In this talk Zhamak shares her observations on the failure modes of a centralized paradigm of a data lake, or its predecessor data warehouse.
She introduces Data Mesh, the next generation data platforms, that shifts to a paradigm that draws from modern distributed architecture: considering domains as the first class concern, applying platform thinking to create self-serve data infrastructure, and treating data as a product.
1:40pm - 2:30pm
Streaming engines like Apache Flink are redefining ETL and data processing. Data can be extracted, transformed, filtered, and written out in real time with an ease matching that of batch processing.

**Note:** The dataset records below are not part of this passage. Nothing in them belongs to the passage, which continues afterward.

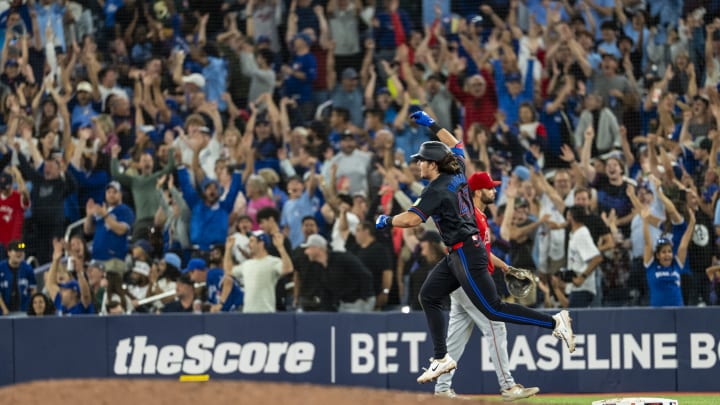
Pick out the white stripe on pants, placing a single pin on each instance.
(463, 316)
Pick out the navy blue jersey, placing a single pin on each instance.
(447, 200)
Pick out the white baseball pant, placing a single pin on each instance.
(463, 317)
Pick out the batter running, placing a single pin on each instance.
(447, 200)
(464, 315)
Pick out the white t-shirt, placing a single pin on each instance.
(242, 243)
(582, 249)
(337, 243)
(551, 243)
(259, 277)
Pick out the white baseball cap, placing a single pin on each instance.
(315, 241)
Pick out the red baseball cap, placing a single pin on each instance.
(482, 180)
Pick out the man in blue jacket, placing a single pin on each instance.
(224, 294)
(210, 216)
(111, 222)
(17, 279)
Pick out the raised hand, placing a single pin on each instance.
(58, 249)
(383, 221)
(278, 240)
(567, 154)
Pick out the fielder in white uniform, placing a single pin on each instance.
(464, 315)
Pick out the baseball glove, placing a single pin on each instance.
(520, 282)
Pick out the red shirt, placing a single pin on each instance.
(481, 220)
(12, 216)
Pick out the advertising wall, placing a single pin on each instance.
(618, 350)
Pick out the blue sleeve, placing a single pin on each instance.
(125, 215)
(31, 277)
(499, 77)
(189, 193)
(235, 186)
(310, 68)
(529, 80)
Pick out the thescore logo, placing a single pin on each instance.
(202, 354)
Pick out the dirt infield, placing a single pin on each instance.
(140, 392)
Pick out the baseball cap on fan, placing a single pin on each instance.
(315, 240)
(196, 78)
(481, 181)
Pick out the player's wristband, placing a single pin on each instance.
(435, 128)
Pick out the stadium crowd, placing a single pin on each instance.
(234, 154)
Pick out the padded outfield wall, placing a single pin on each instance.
(618, 350)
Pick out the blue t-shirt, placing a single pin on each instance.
(214, 285)
(106, 243)
(292, 214)
(302, 89)
(26, 283)
(77, 309)
(664, 284)
(215, 73)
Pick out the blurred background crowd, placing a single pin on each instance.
(232, 155)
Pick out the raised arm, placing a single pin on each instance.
(279, 243)
(445, 136)
(670, 208)
(51, 280)
(687, 236)
(85, 294)
(587, 168)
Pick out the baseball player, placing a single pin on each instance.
(447, 199)
(463, 313)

However, the real challenge of matching the prowess of batch ETL remains in doing joins, maintaining state, and dynamically pausing or resting the data.
At Netflix, micro-services serve and record many different kinds of user interactions with the product. Some of these live services generate millions of events per second, all carrying meaningful but often partial information. Things start to get exciting when the company wants to combine the events coming from one high-traffic micro-service to another. Joining these raw events generates rich datasets that are used to train the machine learning models that serve Netflix recommendations.

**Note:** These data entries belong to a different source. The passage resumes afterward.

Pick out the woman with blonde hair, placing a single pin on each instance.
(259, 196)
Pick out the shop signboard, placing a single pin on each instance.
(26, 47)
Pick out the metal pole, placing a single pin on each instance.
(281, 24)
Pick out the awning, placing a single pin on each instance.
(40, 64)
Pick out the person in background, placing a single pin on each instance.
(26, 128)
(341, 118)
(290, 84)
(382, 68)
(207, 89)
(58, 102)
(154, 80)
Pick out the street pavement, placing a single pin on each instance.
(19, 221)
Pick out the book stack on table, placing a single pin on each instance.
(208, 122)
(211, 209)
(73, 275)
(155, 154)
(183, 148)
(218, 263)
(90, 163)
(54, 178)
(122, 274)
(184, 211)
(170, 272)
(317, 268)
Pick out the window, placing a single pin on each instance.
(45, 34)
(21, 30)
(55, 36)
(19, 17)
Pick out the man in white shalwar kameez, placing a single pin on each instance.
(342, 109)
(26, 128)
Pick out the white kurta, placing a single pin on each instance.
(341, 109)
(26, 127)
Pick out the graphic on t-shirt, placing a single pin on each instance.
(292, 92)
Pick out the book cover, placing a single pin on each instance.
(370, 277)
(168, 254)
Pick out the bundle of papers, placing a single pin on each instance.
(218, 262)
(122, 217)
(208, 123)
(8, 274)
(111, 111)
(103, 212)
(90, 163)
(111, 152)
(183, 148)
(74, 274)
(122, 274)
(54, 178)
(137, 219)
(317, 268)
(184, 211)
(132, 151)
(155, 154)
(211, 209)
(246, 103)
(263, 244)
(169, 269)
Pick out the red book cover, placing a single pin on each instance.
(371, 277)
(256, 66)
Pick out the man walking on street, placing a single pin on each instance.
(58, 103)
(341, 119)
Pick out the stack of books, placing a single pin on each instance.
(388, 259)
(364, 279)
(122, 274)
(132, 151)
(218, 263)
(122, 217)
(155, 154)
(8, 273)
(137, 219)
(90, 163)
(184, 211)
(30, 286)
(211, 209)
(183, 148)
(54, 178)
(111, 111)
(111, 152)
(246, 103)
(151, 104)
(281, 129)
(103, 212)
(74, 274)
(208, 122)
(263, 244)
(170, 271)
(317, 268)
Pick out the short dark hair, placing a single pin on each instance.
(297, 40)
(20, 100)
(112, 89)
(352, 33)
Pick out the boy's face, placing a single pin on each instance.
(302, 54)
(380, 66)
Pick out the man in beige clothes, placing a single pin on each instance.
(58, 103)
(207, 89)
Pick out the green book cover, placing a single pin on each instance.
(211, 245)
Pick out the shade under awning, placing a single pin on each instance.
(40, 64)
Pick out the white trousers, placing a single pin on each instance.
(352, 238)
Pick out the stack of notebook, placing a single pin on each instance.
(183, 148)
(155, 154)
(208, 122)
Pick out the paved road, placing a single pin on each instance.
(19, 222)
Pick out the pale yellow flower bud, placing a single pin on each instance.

Historically, Netflix has done this joining of large volume datasets in batch. Recently, the company asked, If the data is being generated in real time, why can’t it be processed downstream in real time? Why wait a full day to get information from an event that was generated a few minutes ago?

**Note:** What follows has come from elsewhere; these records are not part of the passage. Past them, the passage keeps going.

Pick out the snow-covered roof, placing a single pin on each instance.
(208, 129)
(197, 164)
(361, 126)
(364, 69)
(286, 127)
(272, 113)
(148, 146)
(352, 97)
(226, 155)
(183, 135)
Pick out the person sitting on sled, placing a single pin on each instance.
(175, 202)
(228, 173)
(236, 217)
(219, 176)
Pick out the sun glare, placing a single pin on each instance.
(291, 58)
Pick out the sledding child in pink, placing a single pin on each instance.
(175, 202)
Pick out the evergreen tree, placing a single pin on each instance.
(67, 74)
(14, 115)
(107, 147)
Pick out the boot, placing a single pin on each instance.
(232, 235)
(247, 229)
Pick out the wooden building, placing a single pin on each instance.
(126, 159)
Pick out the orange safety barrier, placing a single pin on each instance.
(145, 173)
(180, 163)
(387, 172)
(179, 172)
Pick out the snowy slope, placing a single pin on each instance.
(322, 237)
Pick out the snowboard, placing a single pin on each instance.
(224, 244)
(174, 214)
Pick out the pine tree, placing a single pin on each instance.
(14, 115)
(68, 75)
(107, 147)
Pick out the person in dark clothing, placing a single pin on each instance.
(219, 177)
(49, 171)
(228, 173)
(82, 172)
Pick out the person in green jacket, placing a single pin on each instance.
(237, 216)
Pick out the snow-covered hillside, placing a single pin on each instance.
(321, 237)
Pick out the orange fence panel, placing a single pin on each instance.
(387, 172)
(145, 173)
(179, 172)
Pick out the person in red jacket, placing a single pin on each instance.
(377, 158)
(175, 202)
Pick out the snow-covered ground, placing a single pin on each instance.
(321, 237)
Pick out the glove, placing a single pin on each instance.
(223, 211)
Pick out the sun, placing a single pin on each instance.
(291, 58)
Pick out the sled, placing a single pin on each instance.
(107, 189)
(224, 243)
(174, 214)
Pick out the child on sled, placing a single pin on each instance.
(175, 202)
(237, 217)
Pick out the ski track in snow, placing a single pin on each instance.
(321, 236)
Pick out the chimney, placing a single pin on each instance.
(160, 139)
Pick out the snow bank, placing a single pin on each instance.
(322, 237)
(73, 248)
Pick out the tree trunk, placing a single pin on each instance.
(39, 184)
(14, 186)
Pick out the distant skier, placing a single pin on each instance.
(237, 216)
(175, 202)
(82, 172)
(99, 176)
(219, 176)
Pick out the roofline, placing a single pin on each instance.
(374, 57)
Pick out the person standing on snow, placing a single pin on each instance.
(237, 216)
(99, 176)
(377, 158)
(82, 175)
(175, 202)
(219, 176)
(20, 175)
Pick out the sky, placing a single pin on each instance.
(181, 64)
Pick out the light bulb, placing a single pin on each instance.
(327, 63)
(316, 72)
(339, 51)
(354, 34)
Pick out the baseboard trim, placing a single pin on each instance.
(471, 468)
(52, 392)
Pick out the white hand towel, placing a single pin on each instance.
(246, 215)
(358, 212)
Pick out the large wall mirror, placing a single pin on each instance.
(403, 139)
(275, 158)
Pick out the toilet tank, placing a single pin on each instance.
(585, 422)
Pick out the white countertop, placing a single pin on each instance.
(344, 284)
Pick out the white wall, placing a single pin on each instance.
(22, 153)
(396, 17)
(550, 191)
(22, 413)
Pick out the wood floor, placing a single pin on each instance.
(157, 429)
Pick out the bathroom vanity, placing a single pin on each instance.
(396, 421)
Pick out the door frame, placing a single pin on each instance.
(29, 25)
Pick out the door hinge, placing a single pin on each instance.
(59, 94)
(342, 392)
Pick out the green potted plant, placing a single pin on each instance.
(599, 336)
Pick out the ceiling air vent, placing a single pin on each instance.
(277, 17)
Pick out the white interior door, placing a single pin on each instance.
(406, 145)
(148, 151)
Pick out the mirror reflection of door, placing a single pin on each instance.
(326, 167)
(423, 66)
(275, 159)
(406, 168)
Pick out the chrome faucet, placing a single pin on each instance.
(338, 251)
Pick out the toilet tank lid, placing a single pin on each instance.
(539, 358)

This talks describes how we solved a complex join of two high-volume event streams at Netflix using Flink. You’ll learn about
- Managing out of order events and processing late arriving data
- Exploring keyed state for maintaining large state
- Fault tolerance of a stateful application
- Strategies for failure recovery
- Schema evolution in a stateful realtime application
- Data validation batch vs streaming
2:55pm - 3:45pm
Session details to follow.
4:10pm - 5:00pm
We have been served well by Zookeeper over the years, but it is time for Kafka to stand on its own. This is a talk on the ongoing effort to replace the use of Zookeeper in Kafka: why we want to do it and how it will work. We will discuss the limitations we have found and how Kafka benefits both in terms of stability and scalability by bringing consensus in house. This effort will not be completed over night, but we will discuss our progress, what work is remaining, and how contributors can help.
5:25pm - 6:15pm
Debezium (noun | de·be·zi·um | /dɪ:ˈbɪ:ziːəm/) - Secret Sauce for Change Data Capture
Apache Kafka is a highly popular option for asynchronous event propagation between microservices. Things get challenging though when adding a service’s database to the picture: How can you avoid inconsistencies between Kafka and the database?
Enter change data capture (CDC) and Debezium. By capturing changes from the log files of the database, Debezium gives you both reliable and consistent inter-service messaging via Kafka and instant read-your-own-write semantics for services themselves.
In this session you’ll see how to leverage CDC for reliable microservices integration, e.g. using the outbox pattern, as well as many other CDC applications, such as maintaining audit logs, automatically keeping your full-text search index in sync, and driving streaming queries. We’ll also discuss practical matters, e.g. HA set-ups, best practices for running Debezium in production on and off Kubernetes, and the many use cases enabled by Kafka Connect's single message transformations.